1. Based on the information given to you, what patient would you see first, second, third, and why?

From these three cases, I would give first priority to M.B who was at risk of urinary retention and increased blood pressure. Because retention of urine is due to stenosis, enlargement of the prostate, obstruction, or from tumors. His blood pressure is elevated and again prolonged urinary retention further elevates the blood pressure and leads to complication. The second priority gives to M.G who has cardiac problems and has peripheral edema. The Physician orders should be carried out to minimize the peripheral edema of the legs and to maintain normal hemodynamic status. The last priority gives to B.A because she just needs of reading the Mantoux test result which is not an emergency condition.

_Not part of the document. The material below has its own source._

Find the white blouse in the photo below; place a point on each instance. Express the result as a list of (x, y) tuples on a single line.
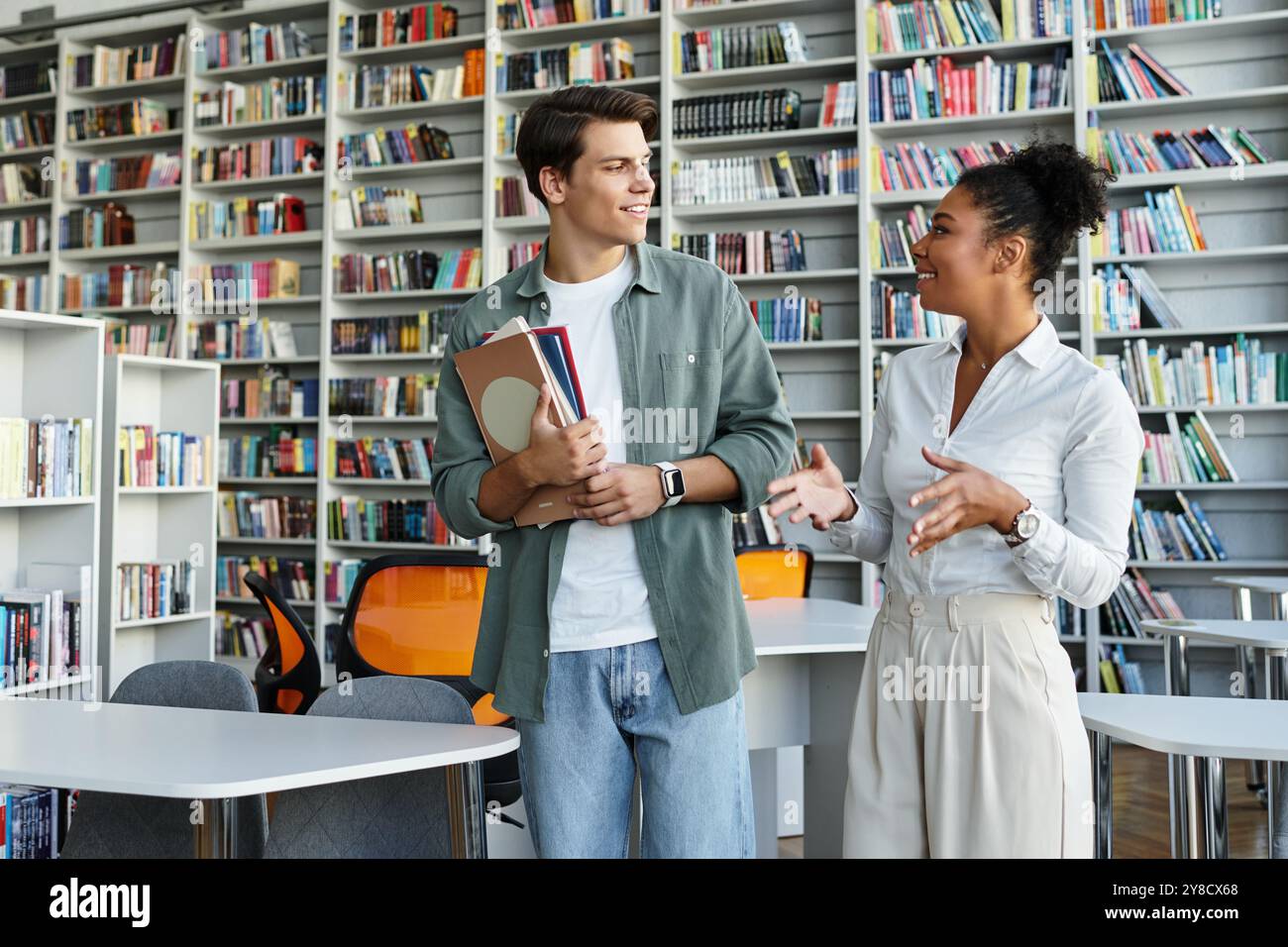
[(1047, 421)]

2. What delegation could you give to your nursing assistant and/or assigned LPN?

I assigned the LPN

  • To collect a detailed history from the patient.
  • Monitor the vital signs of the patient.
  • Assign the LPN to insert a urinary catheter to the M.G

3. Your priority patient, the one you will see first based on the scenario; what would be some potential complications you would be looking for throughout the day?

The patient M.B has felt pain because of urinary retention. It is also difficult to insert a catheter because of bladder enlargement. The patient has a potential risk of the complication of bladder damage, acute kidney injury, and benign prostatic hyperplasia. So the patient has to monitor for B.P, elevated temperature, signs, and symptoms of infection, hematuria, level of pain, and palpable distension of the bladder.

4. Next, on your priority patient write out in the nursing process your plan of care for your patient (ADPIE). What will be your focused assessment? What is your priority NANDA in three parts? Develop a plan and prioritize your interventions, minimum of three, and what would you want to see as the outcome or evaluation for your patient?

Nursing Plan of Care

The care plan for M.B should be assessed properly and planning should be made based on the patient needs.

Focused Assessment:

  • Assess the patient level of pain.
  • Monitor vital signs
  • Assess the bladder distension and level of comfort.
  • Monitor the urine output and the color, odor, of urine.
  • Monitor BUN.
  • Scan the bladder.

Nursing Diagnosis:

  • Urinary retention related to bladder obstruction as evidenced by decompensation of detrusor musculature.

Planning:

  • Make the patient urinate a sufficient amount of urine.
  • Empty the bladder thoroughly.

Intervention:

  • Encourage the patient to void and assess the quantity and frequency of urine.
  • Place the patient in an upright position to promote voiding.
  • Perform Crede's maneuver to relax the sphincter muscles and promote voiding.
  • Encourage fluid intake if not contraindicated.
  • Calm the patient to minimize the anxiety level.

Evaluation:

Patient voided in sufficient amount and no palpable bladder distension.